Analyze. Tweak. Analyze and tweak some more. Sometimes you’ll need to change the navigation, other times it might be the content or product images that need changing. The important thing is to make the changes until customers are doing what you want them to do.

Your evaluation of the website must include a review and interpretation of your web analytics. Make notes of who is visiting and how they’re finding you, but equally important is an evaluation of your visitors flow, in page analytics, landing pages and site search (for sites where a search box is implemented). This data will reveal what your visitors are interacting with most, what they’re searching for and where they’re spending the most time when they land on your site.

You cannot overlook search engine marketing. Are you focusing & buying the right set of keywords in your PPC campaigns? If not, use keyword tools to gain valuable insight on how users are searching for information in your industry, and include them in your campaigns.

Use power words in your ad copies to increase your click through rate and conversion. Would you click an ad that said “complimentary”, or would you much sooner click an ad that said “free”? If you want real results, you have to start thinking like your customers.

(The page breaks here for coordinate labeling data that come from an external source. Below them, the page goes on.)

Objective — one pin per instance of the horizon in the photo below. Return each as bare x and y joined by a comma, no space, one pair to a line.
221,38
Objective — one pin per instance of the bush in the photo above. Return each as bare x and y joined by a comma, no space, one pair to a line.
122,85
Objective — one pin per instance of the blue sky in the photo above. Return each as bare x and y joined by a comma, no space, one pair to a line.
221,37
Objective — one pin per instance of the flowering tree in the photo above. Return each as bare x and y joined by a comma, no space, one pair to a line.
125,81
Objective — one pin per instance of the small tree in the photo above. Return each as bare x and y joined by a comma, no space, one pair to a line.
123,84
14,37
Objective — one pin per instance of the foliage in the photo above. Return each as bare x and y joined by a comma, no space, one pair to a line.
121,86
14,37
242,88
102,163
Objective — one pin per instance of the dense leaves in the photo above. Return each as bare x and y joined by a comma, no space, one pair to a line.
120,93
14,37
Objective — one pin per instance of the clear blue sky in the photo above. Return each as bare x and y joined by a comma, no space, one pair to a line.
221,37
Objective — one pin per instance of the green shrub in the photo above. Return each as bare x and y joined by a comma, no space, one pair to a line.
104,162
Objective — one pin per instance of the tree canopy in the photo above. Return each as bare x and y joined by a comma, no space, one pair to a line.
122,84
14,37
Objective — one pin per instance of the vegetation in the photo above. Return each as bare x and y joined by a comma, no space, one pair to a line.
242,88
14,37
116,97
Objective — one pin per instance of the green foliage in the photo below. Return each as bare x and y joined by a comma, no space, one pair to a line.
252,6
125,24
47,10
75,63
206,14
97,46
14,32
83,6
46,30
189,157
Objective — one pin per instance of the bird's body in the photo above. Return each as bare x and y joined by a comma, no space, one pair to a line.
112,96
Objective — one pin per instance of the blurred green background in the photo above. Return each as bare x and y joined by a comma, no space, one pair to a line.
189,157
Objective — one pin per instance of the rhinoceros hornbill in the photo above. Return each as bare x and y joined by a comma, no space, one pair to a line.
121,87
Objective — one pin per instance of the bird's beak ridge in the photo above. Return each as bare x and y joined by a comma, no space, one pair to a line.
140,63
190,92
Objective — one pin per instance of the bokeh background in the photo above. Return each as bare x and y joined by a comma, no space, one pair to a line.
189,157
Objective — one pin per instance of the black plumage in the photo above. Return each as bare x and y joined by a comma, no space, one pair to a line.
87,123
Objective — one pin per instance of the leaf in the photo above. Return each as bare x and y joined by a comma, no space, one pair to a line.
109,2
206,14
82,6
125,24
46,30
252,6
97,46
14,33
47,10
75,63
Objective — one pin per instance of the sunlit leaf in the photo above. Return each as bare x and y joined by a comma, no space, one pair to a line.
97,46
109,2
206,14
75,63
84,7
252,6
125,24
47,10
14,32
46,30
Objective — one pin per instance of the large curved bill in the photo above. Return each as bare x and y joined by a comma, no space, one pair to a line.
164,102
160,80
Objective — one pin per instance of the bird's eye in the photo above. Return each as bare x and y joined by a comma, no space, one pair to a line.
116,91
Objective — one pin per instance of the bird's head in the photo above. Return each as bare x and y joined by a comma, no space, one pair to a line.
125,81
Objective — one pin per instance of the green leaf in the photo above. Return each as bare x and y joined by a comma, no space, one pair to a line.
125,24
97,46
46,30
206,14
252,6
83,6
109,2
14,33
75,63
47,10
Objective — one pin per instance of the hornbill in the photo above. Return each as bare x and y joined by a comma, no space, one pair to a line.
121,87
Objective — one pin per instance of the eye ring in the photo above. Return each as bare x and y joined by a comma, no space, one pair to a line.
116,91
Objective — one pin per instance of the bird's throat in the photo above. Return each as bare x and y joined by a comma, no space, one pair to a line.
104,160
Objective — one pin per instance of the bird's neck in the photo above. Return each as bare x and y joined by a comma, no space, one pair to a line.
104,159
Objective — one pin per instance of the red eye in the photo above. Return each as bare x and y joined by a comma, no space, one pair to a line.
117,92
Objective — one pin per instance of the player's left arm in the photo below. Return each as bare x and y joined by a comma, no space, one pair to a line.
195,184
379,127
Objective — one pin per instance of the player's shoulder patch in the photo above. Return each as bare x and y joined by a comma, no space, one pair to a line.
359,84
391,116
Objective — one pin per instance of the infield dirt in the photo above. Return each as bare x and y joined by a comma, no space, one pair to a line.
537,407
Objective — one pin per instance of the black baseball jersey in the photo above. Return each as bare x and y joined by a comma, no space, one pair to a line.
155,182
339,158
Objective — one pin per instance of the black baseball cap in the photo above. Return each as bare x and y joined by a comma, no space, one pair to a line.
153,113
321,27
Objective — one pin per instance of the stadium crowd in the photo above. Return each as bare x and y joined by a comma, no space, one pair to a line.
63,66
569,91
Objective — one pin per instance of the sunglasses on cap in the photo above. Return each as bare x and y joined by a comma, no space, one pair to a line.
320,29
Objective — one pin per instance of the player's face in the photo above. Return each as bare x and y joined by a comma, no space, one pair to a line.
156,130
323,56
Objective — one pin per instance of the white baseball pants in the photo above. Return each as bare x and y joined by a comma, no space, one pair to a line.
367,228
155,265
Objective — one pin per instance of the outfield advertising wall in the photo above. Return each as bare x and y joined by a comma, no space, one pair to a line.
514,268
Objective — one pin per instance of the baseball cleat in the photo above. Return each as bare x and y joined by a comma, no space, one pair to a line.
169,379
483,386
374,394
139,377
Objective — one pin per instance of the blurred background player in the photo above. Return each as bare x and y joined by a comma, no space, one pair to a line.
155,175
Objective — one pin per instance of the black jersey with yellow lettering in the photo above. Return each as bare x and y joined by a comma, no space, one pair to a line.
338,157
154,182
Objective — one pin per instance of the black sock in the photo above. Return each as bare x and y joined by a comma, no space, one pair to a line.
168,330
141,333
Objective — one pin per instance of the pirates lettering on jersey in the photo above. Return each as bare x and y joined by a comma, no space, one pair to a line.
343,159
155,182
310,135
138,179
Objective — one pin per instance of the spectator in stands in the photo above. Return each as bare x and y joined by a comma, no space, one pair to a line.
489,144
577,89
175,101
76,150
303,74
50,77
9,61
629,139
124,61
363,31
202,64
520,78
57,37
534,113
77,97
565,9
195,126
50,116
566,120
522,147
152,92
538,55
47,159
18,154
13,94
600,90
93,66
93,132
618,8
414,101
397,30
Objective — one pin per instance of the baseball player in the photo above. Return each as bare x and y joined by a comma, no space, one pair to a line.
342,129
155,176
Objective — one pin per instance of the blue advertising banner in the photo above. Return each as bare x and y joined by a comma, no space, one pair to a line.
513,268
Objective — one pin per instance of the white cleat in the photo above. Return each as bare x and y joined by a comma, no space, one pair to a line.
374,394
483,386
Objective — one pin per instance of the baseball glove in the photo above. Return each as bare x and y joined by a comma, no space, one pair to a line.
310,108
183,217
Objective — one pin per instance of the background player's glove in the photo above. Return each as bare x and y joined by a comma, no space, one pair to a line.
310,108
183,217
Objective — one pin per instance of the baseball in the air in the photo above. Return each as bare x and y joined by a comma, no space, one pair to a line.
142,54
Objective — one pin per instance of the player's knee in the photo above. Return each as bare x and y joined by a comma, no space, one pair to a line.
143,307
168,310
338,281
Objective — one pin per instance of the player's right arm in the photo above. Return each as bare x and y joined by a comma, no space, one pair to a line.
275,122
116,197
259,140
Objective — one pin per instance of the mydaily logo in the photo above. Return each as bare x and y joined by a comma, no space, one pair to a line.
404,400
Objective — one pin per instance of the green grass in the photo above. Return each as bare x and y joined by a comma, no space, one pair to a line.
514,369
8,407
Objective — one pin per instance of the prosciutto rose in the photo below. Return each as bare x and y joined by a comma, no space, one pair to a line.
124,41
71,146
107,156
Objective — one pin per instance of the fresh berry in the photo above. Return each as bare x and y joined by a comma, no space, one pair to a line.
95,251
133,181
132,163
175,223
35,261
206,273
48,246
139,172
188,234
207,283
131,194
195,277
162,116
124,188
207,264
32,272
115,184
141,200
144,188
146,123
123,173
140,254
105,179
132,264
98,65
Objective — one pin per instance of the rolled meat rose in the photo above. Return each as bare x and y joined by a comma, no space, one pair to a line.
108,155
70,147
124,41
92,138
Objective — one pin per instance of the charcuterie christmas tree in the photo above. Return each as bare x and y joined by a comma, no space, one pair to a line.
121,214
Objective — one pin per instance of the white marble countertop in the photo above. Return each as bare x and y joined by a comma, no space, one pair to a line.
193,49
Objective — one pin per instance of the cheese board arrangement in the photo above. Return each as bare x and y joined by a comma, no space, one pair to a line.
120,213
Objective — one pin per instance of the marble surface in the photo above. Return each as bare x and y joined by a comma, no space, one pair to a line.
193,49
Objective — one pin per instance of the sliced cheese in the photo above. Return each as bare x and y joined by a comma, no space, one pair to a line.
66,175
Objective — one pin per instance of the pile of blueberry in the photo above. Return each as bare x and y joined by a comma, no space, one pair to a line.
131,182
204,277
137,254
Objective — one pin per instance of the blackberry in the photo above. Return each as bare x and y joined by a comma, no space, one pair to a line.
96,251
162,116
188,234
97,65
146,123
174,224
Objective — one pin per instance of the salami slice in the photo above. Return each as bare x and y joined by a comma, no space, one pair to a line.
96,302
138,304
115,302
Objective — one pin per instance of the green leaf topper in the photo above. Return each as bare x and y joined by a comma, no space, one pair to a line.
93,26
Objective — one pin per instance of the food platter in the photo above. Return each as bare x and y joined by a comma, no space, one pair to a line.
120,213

You won’t set up shop in a run-down area of town, would you? Every retailer knows just how important location is. The population density, neighbourhood, demographics, competition and purchasing power of the people in the area are factors that influence choice of location.


Developing an attractive website is not enough. Your goal should be to have your site positioned prominently in the search engines. Get the site published on relevant directories. Get featured and active on social media. It’s all about location.

The principle of location also applies to your ad campaigns. Your click through rates and conversion will skyrocket if your ads are appearing on relevant websites. A simple tip to get your ads strategically positioned is to bid on keywords that have good conversion rates & minimal competition.



Point of sale messages influence customers buying decisions. Signs like “50% off” and “Buy One Get One Free”, compel customers to open their wallets even when that was never their original intention. Placement is also important. Retailers position signs at the entryways and in the windows to draw passersby in.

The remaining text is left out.